Today is World No Tobacco Day, symbolising the World Health Organisation’s battle against one of the biggest epidemics of the 21st century – smoking.
Or, to put it more accurately, the battle against millions of people’s decision to smoke. Because ultimately personal choice is where the battle lines are drawn. What drives someone to light up and, the next logical step, what influences them to give up?
While the older among us will remember Nick O’Teen, the Health Education Council-sponsored villainous foe of Superman, it is in the area of quitting that most government effort has gone.
In the context of 2,000 years of smoking, efforts to get people to quit are in their infancy. But the science of behaviour change is evolving rapidly. Its understanding and use over the past decade has become exponentially deeper and more sophisticated.
It has long moved on from the simplistic 20th century trinity of intervention – increasing the cost of tobacco, regulating sales and advertising, and providing health information – which failed to stop the epidemic. In 1947 a 43% increase in cigarette tax resulted in just a 14% drop in cigarette consumption among British men.
Health warnings on tobacco and cigarette packs have had a little more impact on attitudes. And graphic images of diseased organs went a step further, aiming in the right direction as they tugged at hearts and minds. As one study put it: “…Without emotions, we can’t make decisions. We require having feelings in order to feel motivated to act. Graphic warnings help people to think more carefully about the risks and to consider them more.”
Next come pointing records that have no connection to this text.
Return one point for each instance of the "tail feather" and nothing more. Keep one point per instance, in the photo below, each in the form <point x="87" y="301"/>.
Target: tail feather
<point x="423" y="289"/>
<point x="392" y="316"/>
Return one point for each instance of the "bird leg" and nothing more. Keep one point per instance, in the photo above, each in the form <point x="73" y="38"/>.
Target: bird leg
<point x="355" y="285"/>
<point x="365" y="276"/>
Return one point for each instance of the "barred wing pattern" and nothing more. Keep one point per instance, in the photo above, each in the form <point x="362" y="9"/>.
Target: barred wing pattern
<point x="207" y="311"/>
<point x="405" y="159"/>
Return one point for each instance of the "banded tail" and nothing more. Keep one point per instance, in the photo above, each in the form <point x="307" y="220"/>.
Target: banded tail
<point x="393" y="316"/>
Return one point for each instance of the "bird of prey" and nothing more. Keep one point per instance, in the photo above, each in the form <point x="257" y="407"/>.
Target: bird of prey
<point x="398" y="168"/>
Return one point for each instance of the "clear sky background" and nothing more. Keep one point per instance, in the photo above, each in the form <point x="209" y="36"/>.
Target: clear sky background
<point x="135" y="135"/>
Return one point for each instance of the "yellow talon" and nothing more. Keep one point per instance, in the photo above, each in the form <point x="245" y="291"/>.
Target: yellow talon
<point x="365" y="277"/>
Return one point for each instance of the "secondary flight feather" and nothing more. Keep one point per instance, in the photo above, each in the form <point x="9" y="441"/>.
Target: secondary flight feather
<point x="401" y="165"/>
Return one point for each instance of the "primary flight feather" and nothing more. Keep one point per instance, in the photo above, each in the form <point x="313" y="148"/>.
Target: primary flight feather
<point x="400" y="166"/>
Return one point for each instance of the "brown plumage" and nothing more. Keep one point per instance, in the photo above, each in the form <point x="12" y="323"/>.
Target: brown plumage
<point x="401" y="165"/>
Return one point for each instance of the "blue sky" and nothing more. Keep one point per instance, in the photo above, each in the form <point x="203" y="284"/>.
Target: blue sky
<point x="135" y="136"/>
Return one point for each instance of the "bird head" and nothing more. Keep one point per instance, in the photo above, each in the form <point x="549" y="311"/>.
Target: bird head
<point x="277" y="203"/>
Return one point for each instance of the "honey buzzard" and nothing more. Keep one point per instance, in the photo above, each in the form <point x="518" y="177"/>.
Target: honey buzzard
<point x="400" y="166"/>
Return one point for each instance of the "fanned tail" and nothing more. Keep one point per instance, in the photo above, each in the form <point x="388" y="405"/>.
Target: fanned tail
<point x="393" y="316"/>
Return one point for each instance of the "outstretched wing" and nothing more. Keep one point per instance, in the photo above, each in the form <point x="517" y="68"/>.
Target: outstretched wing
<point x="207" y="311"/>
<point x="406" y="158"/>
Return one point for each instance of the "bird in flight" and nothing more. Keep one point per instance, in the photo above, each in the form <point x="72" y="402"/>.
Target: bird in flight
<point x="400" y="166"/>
The study found that the imagery reduced the number of children who began smoking and increased the number of smokers who quit.
The power of positive thinking
But the success of outlining the negatives has been limited. In the face of education around the overwhelming physical, financial and emotional risks of smoking, more than one billion of us worldwide light up every day.
So behaviour change thinking has now turned towards framing the gains. We know that public health campaigns that emphasise negative stereotypes often lead smokers to relapse, compared with those that promote positive messages.
A study of 5,800 smokers conducted in the UK by Free et al in 2011 found that those receiving positive motivational and behaviour change messages had higher rates of abstinence than those receiving non-motivational messages. 11% of the intervention group hadn’t smoked after 6 weeks, compared with 4% of the control group.
Add to that the power of text messaging, apps and social media to provide personalised, interactive engagement and encouragement and real, lasting change can be achieved.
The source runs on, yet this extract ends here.